USF&G settled the coverage action, paying in excess of $975 million to resolve the asbestos claims. USF&G then sought to recover approximately $391 million of its settlement from its reinsurers. The reinsurance treaties provided “excess of loss” coverage, pursuant to which the reinsurers agreed to pay USF&G for any amount over $100,000 of any loss occurring during the period covered by the treaties. The reinsurance treaties, like the primary policies, did not contain an aggregate limit. The reinsurance treaties also contained a standard “follow the settlements” clause.

Some of the reinsurers disputed USF&G’s allocation of the settlement to the reinsurance treaties on the grounds that: (1) all of the settlement amount was attributable to claims within the limits of USF&G’s policies, and none of it to the bad faith claims against USF&G; (2) the asbestos claims with lung cancer injuries had a value of $200,000 each, while certain other claims had values of $50,000 or less; and (3) that USF&G’s entire settlement should be allocated the policy in force in 1959, the last full year in which USF&G had issued coverage to the insured, rather than allocated on a pro rata basis under each of the policies that USF&G had issued (which would have resulted in few, if any losses exceeding the $100,000 retention in the reinsurance treaties).

The New York Court of Appeals noted, and the parties did not dispute, that it is well settled that the follow the fortunes clause in the reinsurance treaties prohibited the reinsurer from challenging “whether and for how much” to settle the claims.
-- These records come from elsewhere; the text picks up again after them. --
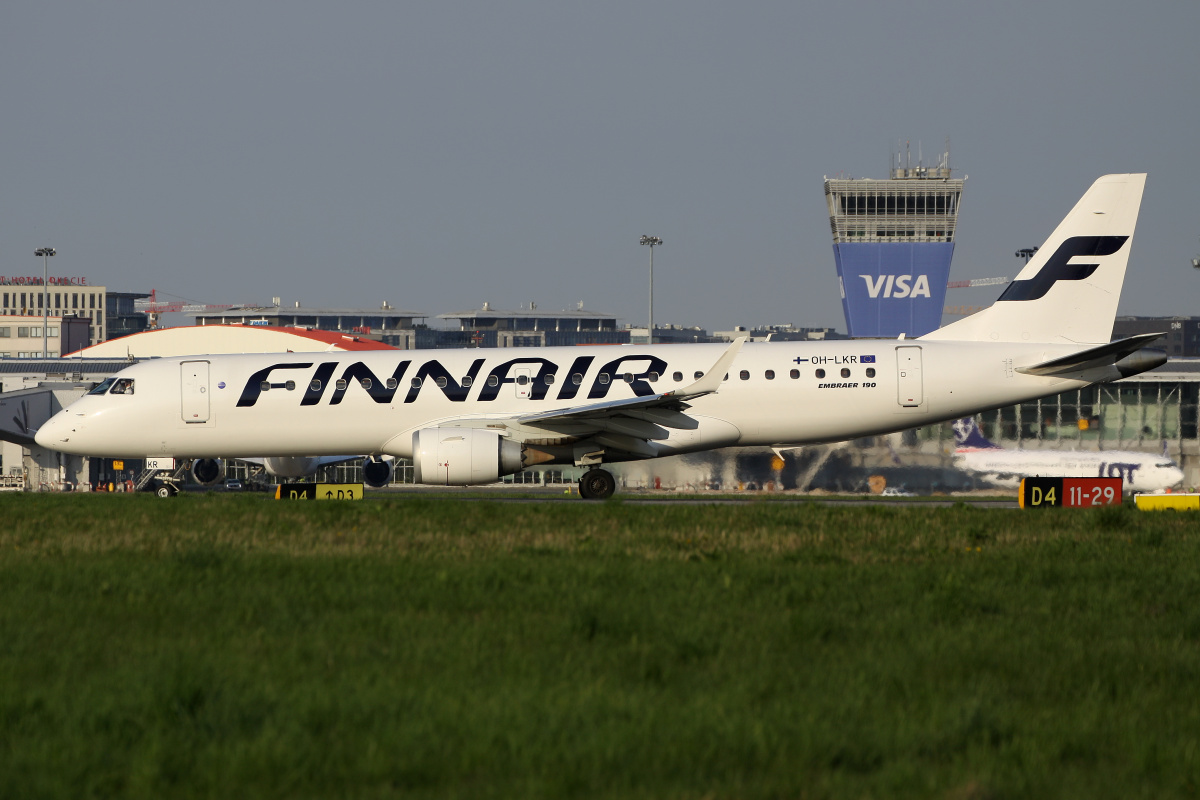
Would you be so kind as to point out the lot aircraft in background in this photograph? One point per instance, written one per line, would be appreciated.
(1139, 471)
(469, 416)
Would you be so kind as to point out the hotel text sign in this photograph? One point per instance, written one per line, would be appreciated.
(34, 281)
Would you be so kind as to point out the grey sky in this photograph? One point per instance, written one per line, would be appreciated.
(438, 155)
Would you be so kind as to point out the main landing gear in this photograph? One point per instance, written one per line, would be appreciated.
(597, 485)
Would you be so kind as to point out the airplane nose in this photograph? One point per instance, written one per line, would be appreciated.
(55, 432)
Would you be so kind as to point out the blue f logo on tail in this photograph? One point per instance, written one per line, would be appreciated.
(1059, 268)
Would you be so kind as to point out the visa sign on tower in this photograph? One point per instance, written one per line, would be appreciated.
(893, 241)
(893, 288)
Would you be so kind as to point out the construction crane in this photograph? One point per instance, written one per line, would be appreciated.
(153, 307)
(979, 282)
(966, 311)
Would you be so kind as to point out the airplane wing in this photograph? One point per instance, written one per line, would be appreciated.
(1105, 355)
(631, 423)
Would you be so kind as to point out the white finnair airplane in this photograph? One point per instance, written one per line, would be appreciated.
(1139, 471)
(469, 416)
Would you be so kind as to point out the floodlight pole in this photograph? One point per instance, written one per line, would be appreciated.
(652, 241)
(45, 252)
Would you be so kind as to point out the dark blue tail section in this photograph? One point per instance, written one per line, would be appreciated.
(969, 435)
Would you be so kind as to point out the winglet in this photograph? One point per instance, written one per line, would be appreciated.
(713, 378)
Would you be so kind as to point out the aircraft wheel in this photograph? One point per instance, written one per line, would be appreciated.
(597, 485)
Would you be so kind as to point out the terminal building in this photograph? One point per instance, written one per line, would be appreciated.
(76, 314)
(893, 241)
(485, 326)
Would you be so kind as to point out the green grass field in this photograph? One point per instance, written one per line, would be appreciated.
(239, 647)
American Re-Ins. Co., 2013 N.Y. Slip Op. 00784 at 7 (citation omitted). This is because the cedent’s and reinsurer’s interests are likely aligned in this regard. Id.
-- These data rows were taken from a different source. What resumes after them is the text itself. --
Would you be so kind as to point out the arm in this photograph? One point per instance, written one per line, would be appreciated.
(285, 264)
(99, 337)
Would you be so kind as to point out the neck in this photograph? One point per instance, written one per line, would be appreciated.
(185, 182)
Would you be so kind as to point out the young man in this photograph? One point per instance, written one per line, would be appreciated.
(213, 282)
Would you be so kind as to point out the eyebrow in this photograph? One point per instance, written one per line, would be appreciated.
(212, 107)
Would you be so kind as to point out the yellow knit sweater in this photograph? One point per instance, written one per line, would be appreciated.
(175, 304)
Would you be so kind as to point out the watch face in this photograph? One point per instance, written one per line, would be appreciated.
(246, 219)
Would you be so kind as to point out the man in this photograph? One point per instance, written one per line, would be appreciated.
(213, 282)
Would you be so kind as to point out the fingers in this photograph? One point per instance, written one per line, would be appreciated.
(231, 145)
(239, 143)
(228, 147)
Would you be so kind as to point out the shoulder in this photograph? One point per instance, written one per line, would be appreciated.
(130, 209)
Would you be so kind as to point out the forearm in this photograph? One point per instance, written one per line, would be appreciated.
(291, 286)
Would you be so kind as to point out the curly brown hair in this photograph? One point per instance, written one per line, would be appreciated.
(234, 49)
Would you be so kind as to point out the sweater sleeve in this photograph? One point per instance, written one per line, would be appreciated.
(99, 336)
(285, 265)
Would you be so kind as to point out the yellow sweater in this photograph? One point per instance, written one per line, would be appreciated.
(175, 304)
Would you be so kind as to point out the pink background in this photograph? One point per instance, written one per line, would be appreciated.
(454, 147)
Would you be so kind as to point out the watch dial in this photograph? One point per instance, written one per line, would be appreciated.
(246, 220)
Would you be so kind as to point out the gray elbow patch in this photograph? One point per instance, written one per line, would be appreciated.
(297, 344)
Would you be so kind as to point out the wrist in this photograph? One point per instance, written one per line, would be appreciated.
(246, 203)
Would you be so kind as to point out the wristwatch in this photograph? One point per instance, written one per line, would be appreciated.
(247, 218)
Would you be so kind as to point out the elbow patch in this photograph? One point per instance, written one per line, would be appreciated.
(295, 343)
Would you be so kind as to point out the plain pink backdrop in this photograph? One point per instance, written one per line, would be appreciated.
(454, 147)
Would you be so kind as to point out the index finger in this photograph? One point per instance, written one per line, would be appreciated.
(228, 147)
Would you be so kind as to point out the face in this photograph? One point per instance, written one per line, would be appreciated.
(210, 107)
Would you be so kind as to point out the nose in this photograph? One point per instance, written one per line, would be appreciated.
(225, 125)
The Court noted, however, that the cedent’s and reinsurer’s interests often conflict with respect to a cedent’s allocation of settlement amounts under the follow the settlements clause, as the cedent may try and maximize its reinsurance recoverables. 8. While a follow the settlements clause does require deference to a cedent’s decision on allocation, 8-9 (citing and agreeing with leading cases on subject), this “is not to say that [such decisions] are immune from scrutiny.” 10. “[C]ourts generally hold that a reinsurer is bound only by a cedent’s ‘good faith’ decisions.” Id.The allocation decisions of a cedent must be “objectively reasonable,” meaning that the cedent’s allocation “must be one that the parties to the settlement of the underlying insurance claims might reasonably have arrived at in arm’s length negotiations if the reinsurance did not exist,” without regard to the cedent’s motives and interests. 11.

Thus, reasonableness would not be established solely by showing that the cedent’s allocation for reinsurance purposes was the same as the allocation that the cedent, MacArthur and the asbestos claimants actually adopted in the underlying claims. Such a rule would invite collusion between underlying claimants and cedents, incentivizing the development and allocation of settlements so as to shift the burden to reinsurers.
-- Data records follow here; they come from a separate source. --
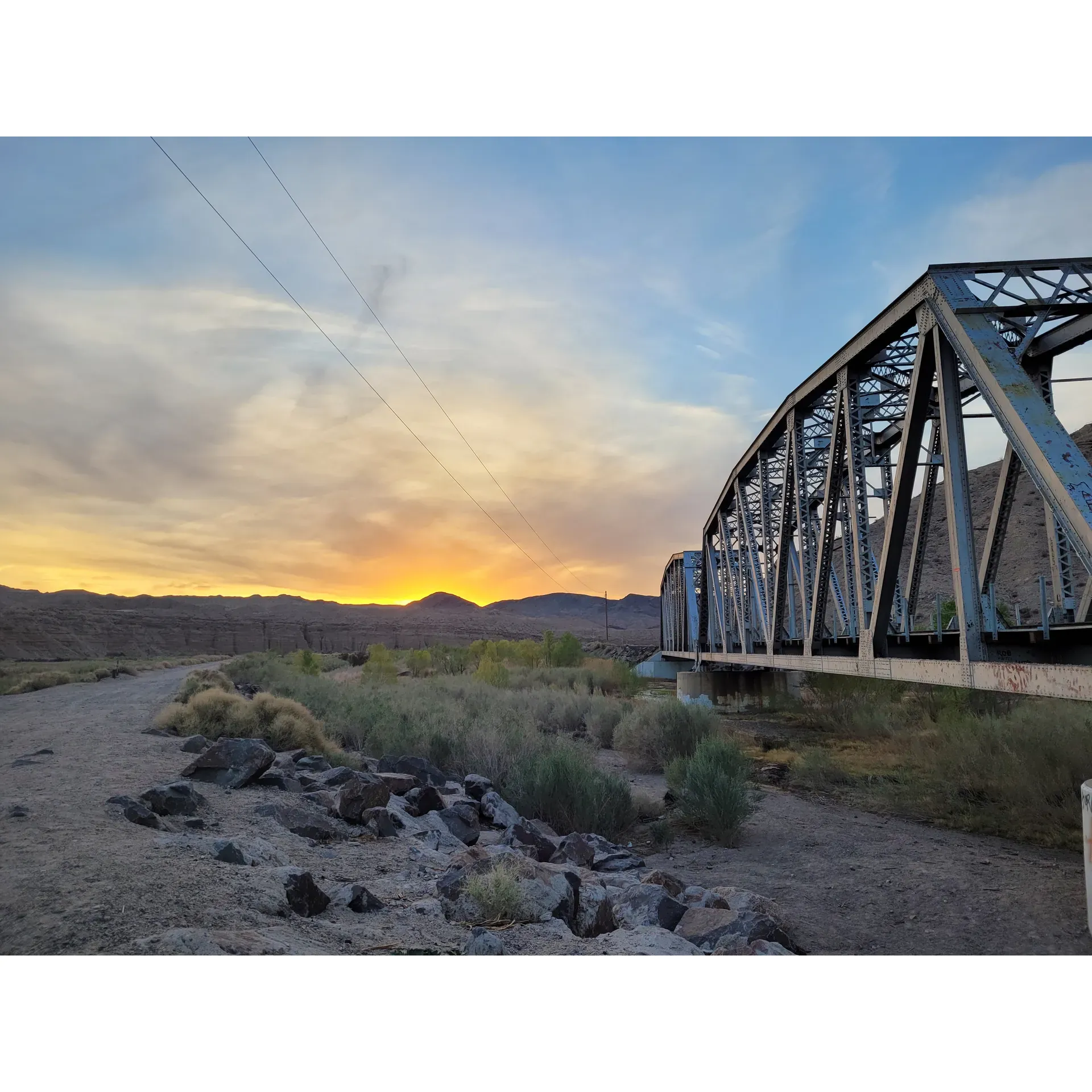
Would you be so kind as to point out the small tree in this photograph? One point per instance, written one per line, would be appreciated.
(308, 662)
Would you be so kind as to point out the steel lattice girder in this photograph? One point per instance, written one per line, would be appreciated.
(766, 578)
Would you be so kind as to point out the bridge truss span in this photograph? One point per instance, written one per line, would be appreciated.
(815, 554)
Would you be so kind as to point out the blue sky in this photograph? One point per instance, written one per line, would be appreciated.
(610, 321)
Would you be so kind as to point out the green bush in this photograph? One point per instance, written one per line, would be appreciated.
(653, 733)
(205, 679)
(308, 662)
(713, 789)
(380, 667)
(419, 662)
(564, 789)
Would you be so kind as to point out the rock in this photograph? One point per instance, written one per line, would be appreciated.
(232, 763)
(357, 898)
(524, 833)
(497, 810)
(732, 944)
(669, 882)
(706, 925)
(303, 821)
(398, 783)
(477, 787)
(424, 800)
(384, 822)
(331, 779)
(141, 815)
(363, 792)
(326, 799)
(421, 768)
(483, 942)
(305, 897)
(702, 897)
(647, 904)
(646, 941)
(177, 799)
(288, 758)
(462, 820)
(280, 781)
(594, 911)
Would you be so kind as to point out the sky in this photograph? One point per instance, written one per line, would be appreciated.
(609, 322)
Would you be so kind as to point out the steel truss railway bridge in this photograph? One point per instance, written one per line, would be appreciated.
(795, 572)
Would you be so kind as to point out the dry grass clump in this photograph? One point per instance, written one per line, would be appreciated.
(655, 733)
(205, 679)
(281, 722)
(498, 895)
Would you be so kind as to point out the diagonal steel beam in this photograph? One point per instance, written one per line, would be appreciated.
(958, 500)
(895, 531)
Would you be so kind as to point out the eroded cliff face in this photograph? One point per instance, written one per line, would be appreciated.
(79, 625)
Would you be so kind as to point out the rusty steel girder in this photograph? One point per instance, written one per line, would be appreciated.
(793, 572)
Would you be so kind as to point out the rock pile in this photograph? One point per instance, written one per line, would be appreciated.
(496, 866)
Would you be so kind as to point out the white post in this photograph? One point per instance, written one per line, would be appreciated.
(1087, 817)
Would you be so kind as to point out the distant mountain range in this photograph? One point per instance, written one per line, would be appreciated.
(77, 624)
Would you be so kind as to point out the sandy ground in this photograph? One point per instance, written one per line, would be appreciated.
(77, 878)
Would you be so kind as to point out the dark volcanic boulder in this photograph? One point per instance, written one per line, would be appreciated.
(232, 763)
(304, 821)
(357, 898)
(421, 768)
(647, 904)
(477, 787)
(424, 800)
(524, 833)
(178, 799)
(462, 820)
(363, 792)
(305, 897)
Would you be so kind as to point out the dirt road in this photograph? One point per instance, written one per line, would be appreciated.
(76, 878)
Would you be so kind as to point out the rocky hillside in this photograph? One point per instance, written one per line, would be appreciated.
(79, 625)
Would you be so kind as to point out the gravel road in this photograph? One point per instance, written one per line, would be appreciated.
(77, 878)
The Court concluded evidence had been presented that could support the conclusion that two aspects of USF&G’s allocation were unreasonable. First, USF&G did not allocate any amounts toward the settlement of MacArthur’s bad faith claim, for which there was evidence that USF&G has previously quantified that claim. Second, USF&G had apparently valued the asbestos claims differently during the underlying disputes than it had in its allocation. Based on this evidence, a factual issue was presented. However, the Court concluded that USF&G’s allocation of the entire loss to a single policy in effect in 1959 was permissible under California law and could not be challenged.

The New York Court of Appeals decision is significant in that it concludes that the cedent’s allocation decisions may be challenged if the reinsurer can establish that they are not objectively reasonable, even if the reinsurance treaty contains a follow the settlements clause. In determining objective reasonableness, evidence from the underlying claims against the insured and from the underlying coverage litigation against the cedent may be considered and controlling.